Improving retention is a complex challenge. But before you can improve retention, you have to understand it. And the way we’ve all grown accustomed to looking at retention hides as much as it reveals.
The user retention chart we all know
If you ask someone for a user retention chart, you’ll almost certainly get something like this:
The chart, which shows the percentage of users who returned to a hypothetical product X days after signing up, appears to tell a clear story: about 80% of users drift away over the course of their first 30 days. The remaining users—based on the leveling curve at the end of the period—appear likely to stick around for a while longer.
Given the shape of the curve and the high churn rate, you might draw some reasonable conclusions:
- Because the rate steadies out between 26 and 30 days, you shouldn’t worry about longer-term retention. Users who find value in the first 30 days stick around and use the product regularly.
- The dropoff isn’t very steep in the first few days, so people aren’t bailing immediately. For the majority of users, something about the product resonates, but it doesn’t work well enough to be useful long-term.

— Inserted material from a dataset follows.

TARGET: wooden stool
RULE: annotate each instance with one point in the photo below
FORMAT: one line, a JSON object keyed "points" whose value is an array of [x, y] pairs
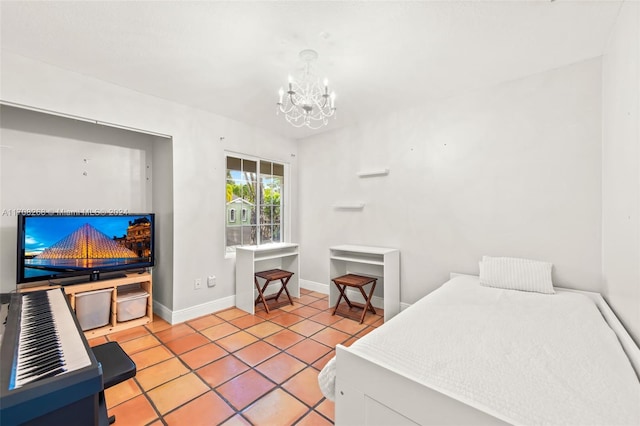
{"points": [[269, 276], [357, 281]]}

- The first several weeks are very important for keeping users around. You should focus on helping users find the value in your product during that period.
None of these conclusions are necessarily wrong. The problem is, the chart—which is often where measuring retention begins and ends—is only showing you a small piece of the puzzle.
Deconstructing user retention rate
The graphic below shows the usage patterns for 100 users in two hypothetical scenarios. Each square represents a day that a user was active. User 1 in Scenario 1, for example, was active every day for 30 days after signing up. User 50 was active in the first seven days, but none of the following days.
These two scenarios represent very different user behavior patterns. In Scenario 1, people use the product all the time, but when they leave, they don’t come back. Users of daily, habit-forming products like Fitbit might behave like this.
In Scenario 2, people use the product more sporadically, and it’s harder to detect when someone might be gone for good. Products that people use irregularly, like Amazon, might follow this pattern.
If you were thinking about how to improve retention, your approaches would probably be very different for each scenario. In other words, Fitbit and Amazon clearly need to think about retention differently.
But here’s the problem. The overall retention rates for each scenario are identical—they’re both represented by the “Overall Retention Rate” chart above. If that graph is all you consider, you’ll think about retention in both scenarios in exactly the same way.
The curves are identical because retention is typically calculated by dividing the number of people who were active on a given day by the number of people who signed up. In both scenarios, of the 100 people who signed up, 20 were active on days 26 and 27. However, the 20 users who were active on day 27 could be the same 20 users who were active on day 26 (Scenario 1) or a very different set of 20 users (Scenario 2).
A more complete retention dashboard can highlight these differences. Three additional metrics, outlined below, will help you figure out what’s really going on.
Note: We’ve open-sourced the interactive charts in this post (and the queries behind them), so you can tailor them to your product’s data. Try it out.
Retention including previous period
In Scenario 1, every person who used the product on any given day also used it the previous day. In Scenario 2, retained users tended to cycle in and out, returning on some days but not others.
To detect these differences, you need to calculate how many people move in and out of being active period to period. This new result shows the same overall retention rate as the very first chart above, but splits it into two components: users who were included in the previous day’s rate and users who weren’t. The larger the yellow section, the more users move in and out of being active.
In Scenario 1, 100% of every day’s retained users were also retained yesterday. In Scenario 2, about half the users on day 10 were also active on day 9. By day 30, however, only 5-10% of users were also active on day 29.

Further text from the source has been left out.